Fans and Welsh rugby chiefs at odds over plan to cut one of four professional sides

Fans and Welsh rugby chiefs at odds over plan to cut one of four professional sides

Richard Collier-Keywood, the embattled chair of the Welsh Rugby Union, has insisted he has the support of fans and players in Wales as the WRU attempts to drive through radical plans to cut one of the four professional sides.

Giving evidence before the House of Commons Welsh affairs select committee, Collier-Keywood – who is facing the threat of a vote of no confidence in his leadership – said he believed “the rugby system was essentially broken” in Wales before he took over and there was widespread acknowledgment that it needed to change.

His evidence came on a day when a quartet of Welsh fan representatives testified before that same select committee that he was wrong.

Iwan Griffiths, from the Scarlets Supporters Trust, said a poll of their members had revealed that 90% were against the WRU’s proposals. Daniel Hallett, from the Dragons Supporters’ Club, said their own survey had shown “there is no appetite for a potential merger, there is no appetite for jumping ship to another team who have been historic rivals”.

“We recognise change is painful and we went into this understanding that this would be very painful for groups of supporters,” Collier-Keywood said. “But unfortunately the rugby system was broken, the pathways were broken, and we have announced an investment plan of £28m over five years to fix that problem.”

The plan proposes scrapping the Ospreys, given the region’s owners are the WRU’s preferred bidder for Cardiff, which the union has owned since the club went into administration.

Collier-Keywood and the WRU chief executive, Abi Tierney, believed the situation they had inherited was unsustainable because the WRU was in special financial measures.
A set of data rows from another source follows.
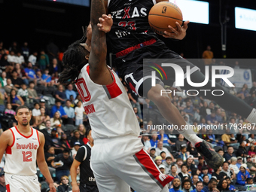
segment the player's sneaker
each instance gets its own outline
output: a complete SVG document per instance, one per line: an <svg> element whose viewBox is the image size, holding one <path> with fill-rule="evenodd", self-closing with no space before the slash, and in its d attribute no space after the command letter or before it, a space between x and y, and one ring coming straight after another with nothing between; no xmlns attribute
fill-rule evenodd
<svg viewBox="0 0 256 192"><path fill-rule="evenodd" d="M212 145L206 141L196 144L197 151L205 157L207 165L213 169L218 169L223 163L223 157L212 147Z"/></svg>

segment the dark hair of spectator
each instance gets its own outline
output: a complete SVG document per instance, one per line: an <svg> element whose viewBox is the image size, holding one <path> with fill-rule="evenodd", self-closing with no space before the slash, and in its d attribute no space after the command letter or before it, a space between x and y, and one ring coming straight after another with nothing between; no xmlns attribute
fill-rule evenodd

That meant the most pressing issue they faced was the need to refinance the WRU’s debts.

To do so, they needed to negotiate a new Professional Rugby Agreement, but the process had stalled because two regions, Scarlets and Ospreys, wanted more assurances over how the WRU planned to finance Cardiff. “We were going to fail,” Tierney said. “Sometimes one of the issues you face in leadership is that keeping going along the same path isn’t the right thing to do.”

Collier-Keywood argued that Welsh rugby is “starved of resources”, with the four teams subsisting on operational budgets that are only around half the size of some of their rivals in other countries.

Cutting one of the four regions is “the affordable way forward, and it is also the way forward that will allow our rugby to improve”, he claimed. “When we sat down as a board and looked at the rugby players we had in the system who were Welsh, we didn’t feel we had enough for four teams.”

The existing four had been employing “around 30 non-Welsh players”, which he described as “frankly a waste of money in the longer term”.

Tierney also denied that the WRU was facing any real threat of an Extraordinary General Meeting, even after Central Glamorgan Rugby Union recently wrote to clubs asking for their support holding a vote of no confidence in Collier-Keywood. “We haven’t received anything from the community clubs,” Tierney said, “and we haven’t yet had any call for an EGM.”

Central Glamorgan would need the support of around 30 of the 300 clubs in Wales to force an EGM.